I guess I should've been a bit more explicit. When I told you to "Change find_nth() to take a simple char pointer" I expected you to also change the call to find_nth() in main() to pass a plain pointer to char, not a double pointer. From the other thread, I assume you understand that in C the name of an array is a (constant) pointer to the first element of the array, so given
char str[101];f(str) passes the address of the first char in str to f().
char *ptr = str;creates space on the stack for a pointer, and stores in it the address of the first char in str.
To illustrate, let's say str[101] occupies bytes 1000 to 1100 in RAM and ptr occupies bytes 996 to 999 (it's a 32 bit system, I'm using decimal, and just making address numbers up).
So after you say
char *ptr = str;then bytes 996 to 999 ( considered as a 32 bit number) contain the value 1000.

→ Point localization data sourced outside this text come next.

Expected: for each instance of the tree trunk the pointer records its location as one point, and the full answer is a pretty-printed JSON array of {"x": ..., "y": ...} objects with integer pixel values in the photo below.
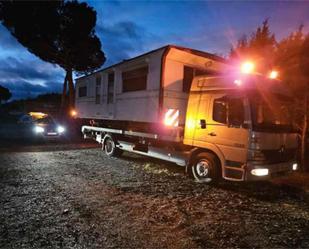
[
  {"x": 304, "y": 135},
  {"x": 71, "y": 88},
  {"x": 64, "y": 92}
]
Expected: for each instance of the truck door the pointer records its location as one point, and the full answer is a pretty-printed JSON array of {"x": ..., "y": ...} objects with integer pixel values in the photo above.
[{"x": 225, "y": 127}]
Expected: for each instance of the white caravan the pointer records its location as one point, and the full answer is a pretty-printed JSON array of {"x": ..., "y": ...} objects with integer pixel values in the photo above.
[{"x": 188, "y": 107}]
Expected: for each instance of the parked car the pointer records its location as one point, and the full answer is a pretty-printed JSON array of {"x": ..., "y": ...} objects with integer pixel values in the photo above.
[{"x": 42, "y": 125}]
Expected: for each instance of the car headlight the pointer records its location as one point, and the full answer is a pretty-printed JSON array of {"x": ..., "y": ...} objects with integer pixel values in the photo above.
[
  {"x": 60, "y": 129},
  {"x": 38, "y": 129}
]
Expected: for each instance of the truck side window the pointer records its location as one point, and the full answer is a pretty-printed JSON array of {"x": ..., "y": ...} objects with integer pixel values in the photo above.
[
  {"x": 236, "y": 112},
  {"x": 220, "y": 110},
  {"x": 110, "y": 88},
  {"x": 188, "y": 74}
]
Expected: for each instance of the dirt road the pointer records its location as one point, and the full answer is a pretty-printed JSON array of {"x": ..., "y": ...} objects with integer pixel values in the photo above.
[{"x": 79, "y": 198}]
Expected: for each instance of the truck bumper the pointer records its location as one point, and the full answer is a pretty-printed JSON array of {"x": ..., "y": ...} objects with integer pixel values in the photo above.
[{"x": 256, "y": 172}]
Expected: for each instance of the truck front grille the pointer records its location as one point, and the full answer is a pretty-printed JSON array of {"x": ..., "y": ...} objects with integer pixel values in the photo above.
[{"x": 279, "y": 156}]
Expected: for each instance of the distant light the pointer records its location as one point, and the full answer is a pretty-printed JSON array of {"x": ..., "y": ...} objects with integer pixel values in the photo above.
[
  {"x": 295, "y": 166},
  {"x": 238, "y": 82},
  {"x": 37, "y": 115},
  {"x": 247, "y": 67},
  {"x": 260, "y": 172},
  {"x": 273, "y": 74},
  {"x": 38, "y": 129},
  {"x": 73, "y": 113},
  {"x": 60, "y": 129}
]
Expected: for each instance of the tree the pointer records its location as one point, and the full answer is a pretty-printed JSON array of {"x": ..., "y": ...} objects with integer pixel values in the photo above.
[
  {"x": 259, "y": 48},
  {"x": 59, "y": 32},
  {"x": 5, "y": 94}
]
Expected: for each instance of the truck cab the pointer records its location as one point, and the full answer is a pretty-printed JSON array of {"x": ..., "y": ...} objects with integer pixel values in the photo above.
[{"x": 241, "y": 128}]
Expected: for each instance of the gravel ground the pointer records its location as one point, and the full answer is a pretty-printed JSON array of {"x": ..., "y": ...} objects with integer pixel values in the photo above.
[{"x": 67, "y": 197}]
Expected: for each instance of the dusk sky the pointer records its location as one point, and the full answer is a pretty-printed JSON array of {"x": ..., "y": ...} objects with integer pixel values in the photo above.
[{"x": 130, "y": 28}]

And if you say f(ptr) or f(str), then f receives 1000 as its argument.
But if you say f(&ptr), then f receives
the address of ptr itself, which is 996. A small but highly significant difference!
As others have said, your compiler should warn you if you try to call a function with the wrong type of pointer. It's a Good Idea to set your compiler's warning level up high; eg, on gcc that's -Wall . There are even more extreme settings, but -Wall is generally adequate, IMHO, (but if someone wants to disagree, please feel free).
Fancy wrote:Also, the exact programming problem (followed by my updated attempt at coding it.)
Design and test a function that fetches the next n characters from input (including blanks, tabs, and newlines), storing the results in an array whose address is passed an argument.
Come to think of it, I think I might be going at this all wrong. Maybe a getchar() for count chars and then into an array would work better?
Yes, using getchar() is probably a good idea. fgets() is NOT really adequate for this task: it's for reading lines of text, so it stops reading chars when it sees a newline (or end of file). So you want a loop that reads chars using getchar() which exits when it gets the desired
count number of chars or if EOF is reached. And don't forget to make sure that
count isn't too big for your array.
Fancy wrote:Code: Select all
#include <stdio.h>
void find_nth(char *str, int n);
int main(void) {
int n;
char str[101];
char *ptr = str;
puts("Enter a string:");
fgets(str, 100, stdin);
puts("How many characters would you like printed?");
scanf("%d", &n);
find_nth(&ptr, n);
printf("Your string up to the %d char is %s\n", n, str);
return 0;
}
void find_nth(char *str, int n) {
int count;
for(count = 0; count < n; count++)
; /*Intentional null statement, NOT an accident*/
*(str + count + 1) = '\0';
}
FWIW, the loop
Code: Select all
for(count = 0; count < n; count++)
; /*Intentional null statement, NOT an accident*/
Is a bit silly, it accomplishes the same thing as
count = n;Anyway, it's getting rather late here, so I'd better go and get some sleeep.